Oct 15 (Reuters) – Goldman Sachs Group Inc (GS.N) on Friday reported a 66% surge in third-quarter profit that smashed expectations, as Wall Street’s biggest investment bank rode a record wave of M&A activity and initial public offerings.
The bank posted profits of $5.28 billion up from $3.23 billion a year ago, capping a stellar quarter for Wall Street lenders, which have benefited from a rebounding U.S. economy, soaring equity markets and a global deal-making bonanza. Shares of Goldman Sachs were up 2% in mid-morning trading.
Global M&A volumes have shattered all-time records, with deals worth over $1.5 trillion inked by the world’s biggest investment banks in the third quarter, according to Refinitiv data. Goldman comfortably held its top ranking as the world’s leading bank in M&A advisory, according to the Refinitiv data.
Those surging M&A fees drove Goldman Sachs’ overall financial advisory revenue up 225% to $1.65 billion, while underwriting revenue, which has been boosted by a rush of private companies looking to go public, surged 33% to $1.90 billion.
All told, Goldman’s investment bank boasted its second-best quarter ever, with total revenue of $3.70 billion, and executives said they expect revenues to continue to be strong. “I remain optimistic about (opportunities),” Goldman Sachs Chief Executive Officer David Solomon said on a call with analysts. “Activity levels remain high particularly in investment banking.”
Earnings per share were $14.93 from $8.98 a year earlier, outstripping the $10.18 per share analysts had predicted, according to the IBES estimate from Refinitiv. Goldman’s global markets trading business, which accounts for roughly 41% of overall revenue, reported revenue of $5.61 billion, up 23%.
The bank has been steadily expanding its prime brokerage business, where it handles trades for hedge funds, picking up clients and assets as other banks have trimmed their prime divisions. Additionally, it has gained market share when it comes to financing clients’ equity investing, according to its quarterly report.
Those gains in prime brokerage and equity financing helped Goldman roughly double its equity trading revenue this quarter to $3.1 billion from $2.1a year ago. That was higher than rival Morgan Stanley, which reported trading revenue of $2.87 billion and is typically number one in this line of business.

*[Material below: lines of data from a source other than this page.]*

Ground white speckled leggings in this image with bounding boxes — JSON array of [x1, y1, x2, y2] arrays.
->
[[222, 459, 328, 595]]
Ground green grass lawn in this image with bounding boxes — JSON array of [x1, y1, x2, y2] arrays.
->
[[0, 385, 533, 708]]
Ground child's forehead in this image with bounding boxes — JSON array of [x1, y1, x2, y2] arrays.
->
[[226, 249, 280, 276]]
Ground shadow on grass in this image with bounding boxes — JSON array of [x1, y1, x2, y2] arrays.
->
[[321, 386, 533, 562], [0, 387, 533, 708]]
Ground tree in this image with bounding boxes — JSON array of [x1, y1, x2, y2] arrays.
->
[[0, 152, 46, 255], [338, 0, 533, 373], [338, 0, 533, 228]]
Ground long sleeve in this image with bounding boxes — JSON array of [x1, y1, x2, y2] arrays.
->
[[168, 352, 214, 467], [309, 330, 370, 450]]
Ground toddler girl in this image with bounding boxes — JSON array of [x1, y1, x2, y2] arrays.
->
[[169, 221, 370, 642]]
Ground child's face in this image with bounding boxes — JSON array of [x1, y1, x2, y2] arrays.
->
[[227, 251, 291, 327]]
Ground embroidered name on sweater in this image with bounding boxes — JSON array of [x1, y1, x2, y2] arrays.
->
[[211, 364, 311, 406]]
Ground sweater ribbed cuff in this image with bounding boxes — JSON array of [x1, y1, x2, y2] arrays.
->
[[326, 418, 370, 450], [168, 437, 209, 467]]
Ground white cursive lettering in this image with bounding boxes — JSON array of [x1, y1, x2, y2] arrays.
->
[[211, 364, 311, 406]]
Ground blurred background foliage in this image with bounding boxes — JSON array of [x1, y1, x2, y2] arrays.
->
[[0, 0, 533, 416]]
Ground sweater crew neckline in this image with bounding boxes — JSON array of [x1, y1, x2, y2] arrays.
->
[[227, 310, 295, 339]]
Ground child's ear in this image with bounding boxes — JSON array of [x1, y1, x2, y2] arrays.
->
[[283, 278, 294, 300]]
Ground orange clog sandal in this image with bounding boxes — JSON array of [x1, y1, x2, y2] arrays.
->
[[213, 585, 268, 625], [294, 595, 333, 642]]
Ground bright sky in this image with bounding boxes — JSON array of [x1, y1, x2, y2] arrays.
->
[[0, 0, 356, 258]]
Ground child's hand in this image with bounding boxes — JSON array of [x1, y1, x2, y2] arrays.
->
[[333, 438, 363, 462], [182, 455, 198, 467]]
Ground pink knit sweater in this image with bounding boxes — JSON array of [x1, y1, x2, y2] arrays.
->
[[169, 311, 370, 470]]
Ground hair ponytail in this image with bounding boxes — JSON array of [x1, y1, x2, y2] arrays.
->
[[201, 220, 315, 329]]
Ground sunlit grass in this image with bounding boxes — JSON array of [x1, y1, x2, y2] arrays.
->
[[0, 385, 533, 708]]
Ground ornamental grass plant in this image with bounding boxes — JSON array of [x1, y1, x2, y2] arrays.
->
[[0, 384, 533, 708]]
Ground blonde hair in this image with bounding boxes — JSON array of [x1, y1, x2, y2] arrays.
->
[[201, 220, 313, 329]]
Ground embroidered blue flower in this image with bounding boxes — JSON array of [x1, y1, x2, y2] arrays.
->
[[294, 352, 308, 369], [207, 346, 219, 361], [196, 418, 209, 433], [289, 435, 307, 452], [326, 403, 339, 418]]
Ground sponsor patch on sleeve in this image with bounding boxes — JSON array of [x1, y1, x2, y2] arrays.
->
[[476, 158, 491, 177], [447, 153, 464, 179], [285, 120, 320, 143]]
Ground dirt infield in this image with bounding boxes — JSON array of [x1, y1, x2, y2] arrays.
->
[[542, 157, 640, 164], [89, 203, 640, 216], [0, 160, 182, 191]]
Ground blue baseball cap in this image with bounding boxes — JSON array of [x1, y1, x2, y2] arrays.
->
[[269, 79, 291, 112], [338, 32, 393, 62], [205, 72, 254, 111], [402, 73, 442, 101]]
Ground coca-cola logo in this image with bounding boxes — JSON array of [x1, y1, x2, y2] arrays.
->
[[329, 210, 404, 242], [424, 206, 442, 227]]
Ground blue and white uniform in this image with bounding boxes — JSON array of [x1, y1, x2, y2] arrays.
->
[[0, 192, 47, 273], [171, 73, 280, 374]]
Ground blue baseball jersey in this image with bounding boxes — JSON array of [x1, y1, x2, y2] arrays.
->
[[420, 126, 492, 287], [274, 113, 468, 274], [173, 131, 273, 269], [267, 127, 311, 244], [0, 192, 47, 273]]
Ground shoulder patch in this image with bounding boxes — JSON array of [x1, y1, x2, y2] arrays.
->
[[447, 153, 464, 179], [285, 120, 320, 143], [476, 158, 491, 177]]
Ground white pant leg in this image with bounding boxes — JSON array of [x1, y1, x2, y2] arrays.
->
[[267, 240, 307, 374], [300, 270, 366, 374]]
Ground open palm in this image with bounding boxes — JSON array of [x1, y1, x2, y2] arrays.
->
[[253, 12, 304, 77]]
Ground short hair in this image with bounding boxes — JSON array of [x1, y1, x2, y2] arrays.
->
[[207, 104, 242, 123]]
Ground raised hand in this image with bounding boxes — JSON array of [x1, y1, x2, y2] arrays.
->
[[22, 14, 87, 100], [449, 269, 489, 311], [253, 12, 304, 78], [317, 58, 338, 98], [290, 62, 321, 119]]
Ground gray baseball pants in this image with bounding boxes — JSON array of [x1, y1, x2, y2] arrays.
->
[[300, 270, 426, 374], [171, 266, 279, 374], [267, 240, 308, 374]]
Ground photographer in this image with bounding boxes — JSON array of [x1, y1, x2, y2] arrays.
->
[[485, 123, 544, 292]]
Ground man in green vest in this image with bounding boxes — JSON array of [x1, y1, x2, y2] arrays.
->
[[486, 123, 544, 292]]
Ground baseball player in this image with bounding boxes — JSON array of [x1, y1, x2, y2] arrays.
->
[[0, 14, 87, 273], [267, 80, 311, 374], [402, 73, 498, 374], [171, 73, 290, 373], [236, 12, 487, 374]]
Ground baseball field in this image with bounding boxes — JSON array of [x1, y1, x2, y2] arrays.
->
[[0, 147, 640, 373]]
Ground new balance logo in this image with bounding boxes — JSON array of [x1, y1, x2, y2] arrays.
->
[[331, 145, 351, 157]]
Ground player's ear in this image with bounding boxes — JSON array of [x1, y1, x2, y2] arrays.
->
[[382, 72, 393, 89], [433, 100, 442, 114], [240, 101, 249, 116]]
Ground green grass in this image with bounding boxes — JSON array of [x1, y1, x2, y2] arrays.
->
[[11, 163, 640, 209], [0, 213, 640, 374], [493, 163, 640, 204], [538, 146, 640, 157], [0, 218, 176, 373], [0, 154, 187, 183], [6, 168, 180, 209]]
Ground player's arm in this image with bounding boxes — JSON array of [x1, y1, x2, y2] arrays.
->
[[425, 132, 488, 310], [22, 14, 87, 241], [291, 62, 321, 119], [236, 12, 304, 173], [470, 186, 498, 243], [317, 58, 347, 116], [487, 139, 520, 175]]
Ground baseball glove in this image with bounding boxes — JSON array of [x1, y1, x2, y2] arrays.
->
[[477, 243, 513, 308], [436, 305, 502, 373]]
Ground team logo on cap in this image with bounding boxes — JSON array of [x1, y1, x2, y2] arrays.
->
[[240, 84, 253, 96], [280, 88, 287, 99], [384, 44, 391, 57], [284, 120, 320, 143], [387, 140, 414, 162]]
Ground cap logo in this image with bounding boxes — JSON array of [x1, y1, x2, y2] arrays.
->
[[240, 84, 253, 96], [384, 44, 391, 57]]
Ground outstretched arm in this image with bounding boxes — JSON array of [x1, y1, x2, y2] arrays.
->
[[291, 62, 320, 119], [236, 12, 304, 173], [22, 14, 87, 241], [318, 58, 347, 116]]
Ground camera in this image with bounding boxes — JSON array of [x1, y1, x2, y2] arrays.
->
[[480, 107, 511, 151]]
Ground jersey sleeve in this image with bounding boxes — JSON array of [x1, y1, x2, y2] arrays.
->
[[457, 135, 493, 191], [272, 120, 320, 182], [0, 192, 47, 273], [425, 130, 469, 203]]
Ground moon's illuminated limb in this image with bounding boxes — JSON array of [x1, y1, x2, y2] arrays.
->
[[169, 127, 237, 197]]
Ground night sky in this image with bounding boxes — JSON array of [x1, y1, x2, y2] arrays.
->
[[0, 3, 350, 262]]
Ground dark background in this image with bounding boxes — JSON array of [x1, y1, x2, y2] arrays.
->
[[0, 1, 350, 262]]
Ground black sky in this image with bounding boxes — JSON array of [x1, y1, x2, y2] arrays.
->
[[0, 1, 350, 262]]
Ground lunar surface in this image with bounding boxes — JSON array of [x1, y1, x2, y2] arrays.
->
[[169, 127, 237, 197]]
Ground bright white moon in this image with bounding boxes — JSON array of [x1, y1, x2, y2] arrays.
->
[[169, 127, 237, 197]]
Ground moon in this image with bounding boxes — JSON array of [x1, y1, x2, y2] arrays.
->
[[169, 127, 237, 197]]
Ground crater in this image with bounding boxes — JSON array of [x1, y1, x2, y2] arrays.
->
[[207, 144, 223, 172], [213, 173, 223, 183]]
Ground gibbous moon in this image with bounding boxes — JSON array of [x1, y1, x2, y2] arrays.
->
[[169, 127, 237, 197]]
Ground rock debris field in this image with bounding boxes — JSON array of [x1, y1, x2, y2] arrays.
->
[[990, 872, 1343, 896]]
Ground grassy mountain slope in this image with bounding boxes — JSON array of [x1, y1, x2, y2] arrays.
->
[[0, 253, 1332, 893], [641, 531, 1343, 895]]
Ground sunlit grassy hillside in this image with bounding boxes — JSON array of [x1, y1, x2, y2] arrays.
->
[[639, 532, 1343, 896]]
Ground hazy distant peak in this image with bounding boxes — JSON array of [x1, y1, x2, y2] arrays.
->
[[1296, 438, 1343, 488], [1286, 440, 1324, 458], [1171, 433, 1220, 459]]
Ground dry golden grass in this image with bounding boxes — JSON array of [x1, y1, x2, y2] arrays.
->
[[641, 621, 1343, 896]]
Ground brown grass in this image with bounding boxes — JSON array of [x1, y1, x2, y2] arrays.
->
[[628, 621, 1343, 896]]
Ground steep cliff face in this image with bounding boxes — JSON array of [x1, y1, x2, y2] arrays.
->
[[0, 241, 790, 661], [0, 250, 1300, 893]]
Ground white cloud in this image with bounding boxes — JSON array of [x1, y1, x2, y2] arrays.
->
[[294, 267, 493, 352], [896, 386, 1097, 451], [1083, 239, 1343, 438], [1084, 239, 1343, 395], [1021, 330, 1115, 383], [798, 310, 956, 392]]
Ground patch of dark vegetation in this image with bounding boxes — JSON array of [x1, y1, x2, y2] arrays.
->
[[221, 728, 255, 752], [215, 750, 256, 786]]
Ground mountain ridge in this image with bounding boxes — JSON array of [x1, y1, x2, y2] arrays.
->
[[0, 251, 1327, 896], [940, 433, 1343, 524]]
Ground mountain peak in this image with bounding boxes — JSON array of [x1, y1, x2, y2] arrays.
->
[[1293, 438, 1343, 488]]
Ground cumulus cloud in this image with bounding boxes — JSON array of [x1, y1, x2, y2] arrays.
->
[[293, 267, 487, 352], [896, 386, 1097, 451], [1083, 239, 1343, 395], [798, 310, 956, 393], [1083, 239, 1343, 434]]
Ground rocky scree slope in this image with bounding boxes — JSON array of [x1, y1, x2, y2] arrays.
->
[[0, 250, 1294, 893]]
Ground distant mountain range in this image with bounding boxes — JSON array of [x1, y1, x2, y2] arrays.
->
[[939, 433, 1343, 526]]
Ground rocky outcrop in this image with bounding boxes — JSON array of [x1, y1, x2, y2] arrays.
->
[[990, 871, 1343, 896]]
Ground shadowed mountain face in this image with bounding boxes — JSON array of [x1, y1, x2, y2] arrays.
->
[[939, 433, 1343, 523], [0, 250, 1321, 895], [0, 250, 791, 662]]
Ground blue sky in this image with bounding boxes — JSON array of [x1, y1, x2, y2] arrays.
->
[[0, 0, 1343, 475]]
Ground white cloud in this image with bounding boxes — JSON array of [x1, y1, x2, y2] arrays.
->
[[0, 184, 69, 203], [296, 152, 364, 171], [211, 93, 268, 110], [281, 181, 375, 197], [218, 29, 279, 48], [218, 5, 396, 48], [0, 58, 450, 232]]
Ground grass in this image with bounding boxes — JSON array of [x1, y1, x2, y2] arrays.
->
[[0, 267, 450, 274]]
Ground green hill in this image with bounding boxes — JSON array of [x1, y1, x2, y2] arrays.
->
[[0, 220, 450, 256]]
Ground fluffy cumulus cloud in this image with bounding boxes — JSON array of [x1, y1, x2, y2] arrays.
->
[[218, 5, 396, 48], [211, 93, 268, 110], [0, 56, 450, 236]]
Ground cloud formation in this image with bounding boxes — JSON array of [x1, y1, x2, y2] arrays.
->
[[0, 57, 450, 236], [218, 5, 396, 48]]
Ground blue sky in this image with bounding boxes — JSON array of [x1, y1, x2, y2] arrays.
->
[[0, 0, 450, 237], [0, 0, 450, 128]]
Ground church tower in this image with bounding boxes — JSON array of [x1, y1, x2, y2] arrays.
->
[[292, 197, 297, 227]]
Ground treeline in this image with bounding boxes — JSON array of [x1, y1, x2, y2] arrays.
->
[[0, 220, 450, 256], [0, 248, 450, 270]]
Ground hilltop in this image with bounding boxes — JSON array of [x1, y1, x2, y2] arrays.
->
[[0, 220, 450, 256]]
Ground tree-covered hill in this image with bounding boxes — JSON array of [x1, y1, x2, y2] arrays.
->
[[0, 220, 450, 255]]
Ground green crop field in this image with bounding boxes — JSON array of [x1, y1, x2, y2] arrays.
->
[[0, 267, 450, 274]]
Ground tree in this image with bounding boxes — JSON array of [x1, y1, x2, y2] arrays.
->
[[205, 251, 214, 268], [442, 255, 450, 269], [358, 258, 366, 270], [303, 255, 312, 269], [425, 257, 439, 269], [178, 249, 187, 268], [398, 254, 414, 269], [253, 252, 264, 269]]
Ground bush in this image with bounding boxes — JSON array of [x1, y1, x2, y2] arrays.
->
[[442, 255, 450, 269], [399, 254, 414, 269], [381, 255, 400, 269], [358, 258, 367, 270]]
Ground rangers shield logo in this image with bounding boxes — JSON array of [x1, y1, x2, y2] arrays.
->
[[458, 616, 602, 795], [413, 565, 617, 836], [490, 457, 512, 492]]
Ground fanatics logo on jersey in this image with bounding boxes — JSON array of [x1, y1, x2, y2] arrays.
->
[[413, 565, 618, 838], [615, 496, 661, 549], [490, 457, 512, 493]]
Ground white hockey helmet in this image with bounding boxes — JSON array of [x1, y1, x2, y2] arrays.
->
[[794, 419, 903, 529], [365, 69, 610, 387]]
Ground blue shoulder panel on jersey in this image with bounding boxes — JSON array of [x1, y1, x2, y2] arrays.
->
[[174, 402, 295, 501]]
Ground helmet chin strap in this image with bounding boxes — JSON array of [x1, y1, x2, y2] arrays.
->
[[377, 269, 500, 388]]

Morgan Stanley (MS.N) said on Thursday that its third-quarter profit rose 38%, while JPMorgan Chase & Co (JPM.N) reported a 24% rise. read more Citigroup Inc. (C.N) and Bank of America Corp (BAC.N), which were likewise buoyed by deal fees and equities trading, increased profits by 48% and 64%, respectively. All the banks handily beat estimates.
“Clearly, upside was anticipated given what we’d seen from peers, but not this much upside,” Credit Suisse analyst Susan Roth Katzke wrote in a note to investors on Friday. “The beat was broad-based.”